An actively growing culture of cells is required, i e 2 - 3 d ES cell culture. The total number of cells needs to be between 106 - 107 cells.

N B Read notes at end of method.

1) Harvest cells in the usual manner, into a conical bottom centrifuge tube.

2) Centrifuge to remove medium.

3) Resuspend cell button by flicking the bottom of the tube.

4) Add 8 ml of warmed KC1 solution to each tube and mix gently with a pipette.

5) Return to 37oC water bath for 10 - 14 mins, (this needs to be determined for each cell type)

6) Add 2 ml of fixative and mix by inversion.

7) Centrifuge cultures at 1500 rpm for 5 mins.

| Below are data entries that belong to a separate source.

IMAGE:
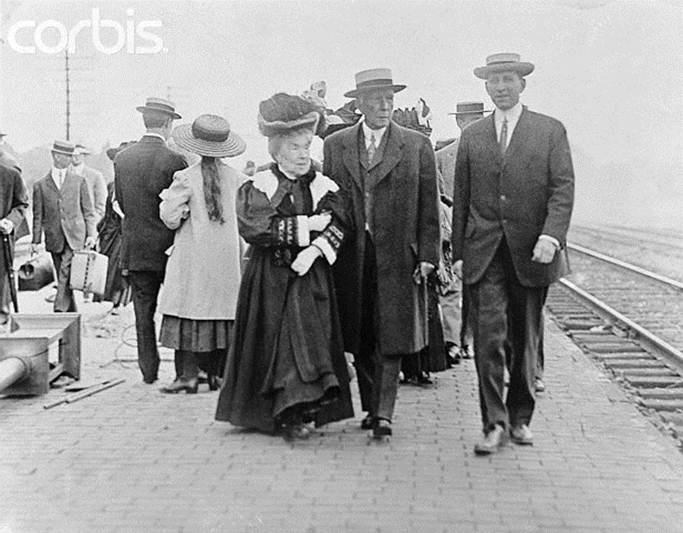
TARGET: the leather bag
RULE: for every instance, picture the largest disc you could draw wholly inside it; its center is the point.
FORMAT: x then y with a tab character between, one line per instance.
35	273
89	272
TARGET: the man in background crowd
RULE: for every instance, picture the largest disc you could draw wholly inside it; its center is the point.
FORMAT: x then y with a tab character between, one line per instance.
13	206
452	298
94	178
62	208
141	172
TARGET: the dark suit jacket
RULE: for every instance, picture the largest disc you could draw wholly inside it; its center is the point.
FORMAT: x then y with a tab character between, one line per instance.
405	224
527	193
65	214
13	200
141	172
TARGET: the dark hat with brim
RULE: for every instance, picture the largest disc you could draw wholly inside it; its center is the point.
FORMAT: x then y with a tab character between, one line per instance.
209	136
113	152
159	105
283	112
80	149
63	147
374	79
504	62
469	108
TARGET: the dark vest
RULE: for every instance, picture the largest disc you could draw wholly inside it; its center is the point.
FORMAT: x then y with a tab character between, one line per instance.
369	177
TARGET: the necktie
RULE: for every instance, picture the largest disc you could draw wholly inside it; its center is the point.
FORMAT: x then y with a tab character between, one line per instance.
504	136
372	148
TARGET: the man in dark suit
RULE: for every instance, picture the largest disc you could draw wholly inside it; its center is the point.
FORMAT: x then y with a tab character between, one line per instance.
141	172
514	193
389	174
453	300
63	210
13	206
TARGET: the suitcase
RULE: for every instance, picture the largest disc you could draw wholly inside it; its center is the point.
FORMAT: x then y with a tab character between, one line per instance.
89	272
35	273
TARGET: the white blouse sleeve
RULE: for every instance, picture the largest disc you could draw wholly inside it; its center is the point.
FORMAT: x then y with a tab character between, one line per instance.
174	207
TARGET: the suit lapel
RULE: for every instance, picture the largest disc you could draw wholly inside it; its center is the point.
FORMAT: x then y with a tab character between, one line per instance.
492	137
50	183
519	135
391	155
351	154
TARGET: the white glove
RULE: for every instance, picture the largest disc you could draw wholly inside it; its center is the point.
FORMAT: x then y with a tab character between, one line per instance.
304	261
319	222
6	226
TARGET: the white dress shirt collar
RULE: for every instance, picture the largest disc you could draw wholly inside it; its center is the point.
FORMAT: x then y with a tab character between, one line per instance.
512	115
367	133
58	175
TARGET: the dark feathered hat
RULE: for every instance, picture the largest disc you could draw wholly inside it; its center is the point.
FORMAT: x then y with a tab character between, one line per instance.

8) Aspirate most of the supernatant.

9) Using a pasteur pipette gradually resuspend the cells in ~2 mls of fixative. This needs to be done very gently. Then add fixative to 8 mls, and mix gently by inverting the tube.

10) Centrifuge cells again.

11) Repeat 8, 9, 10 3 - 4 times.

12) Gently resuspend cells at appropriate concentration.

13) Make spreads by "huffing" on slides, holding at 45oC and dropping one drop of cells onto the top of the slide.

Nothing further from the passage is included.